El sacerdote, en medio de la habitación, con la túnica mal puesta sobre la espalda, las piernas descubiertas, se escondió el rostro entre los brazos levantados. Los tres hermanos y la madre, que permanecían sentados, miraban consternados ora a Giovanni, ora al padre, a quien nunca habían visto así. El guardia asistía a la escena desde el umbral.

—¡Ve arriba y desvístete!

Y al decir esto, lo obligó a subir a empujones por la escalera de madera. Luego se giró hacia su mujer, que sollozaba, y le impuso silencio. La vieja, de pronto, ahogó los sollozos, bajando varias veces la cabeza en señal de obediencia. Aquella era la primera vez que su marido le hablaba así, en voz alta.

El guardia, desde el umbral, fastidiado, se encogió de hombros y masculló:

—¿Pero, por qué, viejo tonto, si todo está arreglado?

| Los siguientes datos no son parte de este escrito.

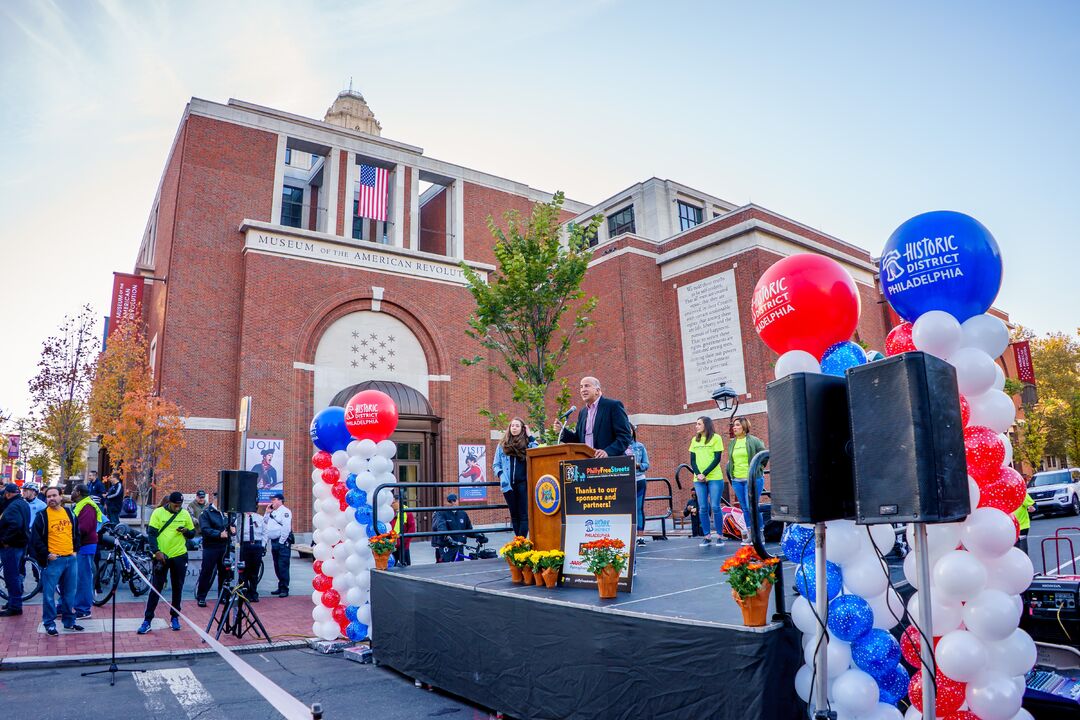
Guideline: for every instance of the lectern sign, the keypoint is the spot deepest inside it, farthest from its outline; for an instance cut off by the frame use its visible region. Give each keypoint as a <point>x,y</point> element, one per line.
<point>598,501</point>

—¡Usted, silencio! —gritó el viejo, moviéndose hacia él—. Vaya a referírselo a monseñor.

Subió lentamente por la escalera de madera. Giovanni se había quitado la túnica y se había quedado en camisa, con el chaleco y los pantalones cortos, sentado sobre la cama de su padre. Enseguida se tapó el rostro con las manos.

El viejo se quedó mirándolo, luego le ordenó:

—¡Arráncate esta hebilla del zapato!

El hijo se agachó para obedecer. Entonces su padre se le acercó, le vio el casquete en la cabeza, se lo arrancó junto con un mechón de pelo. Giovanni se puso en pie, enfurecido. Pero el viejo, levantando terriblemente una mano, le indicó la escalera:

—¡Abajo! Espera. Allí hay una zapa. Y te hago un favor, porque ni siquiera de esto serías digno. Tus hermanos zapan y tú no puedes estar al lado de ellos. ¡También tu fatiga será maldecida por Dios!

Una vez a solas, cogió la túnica, la cepilló, la dobló diligentemente, la besó; cogió la hebilla de plata del suelo y la besó; recogió el casquete y lo besó; luego fue a abrir un viejo y largo arcón de abeto que parecía un ataúd, donde permanecían religiosamente conservados los hábitos de los tres hijos muertos y, persignándolos, guardó también estos, del hijo sacerdote —muerto.

Cerró el arcón, se sentó encima de él, ocultó el rostro entre las manos, y estalló en un llanto irrefrenable.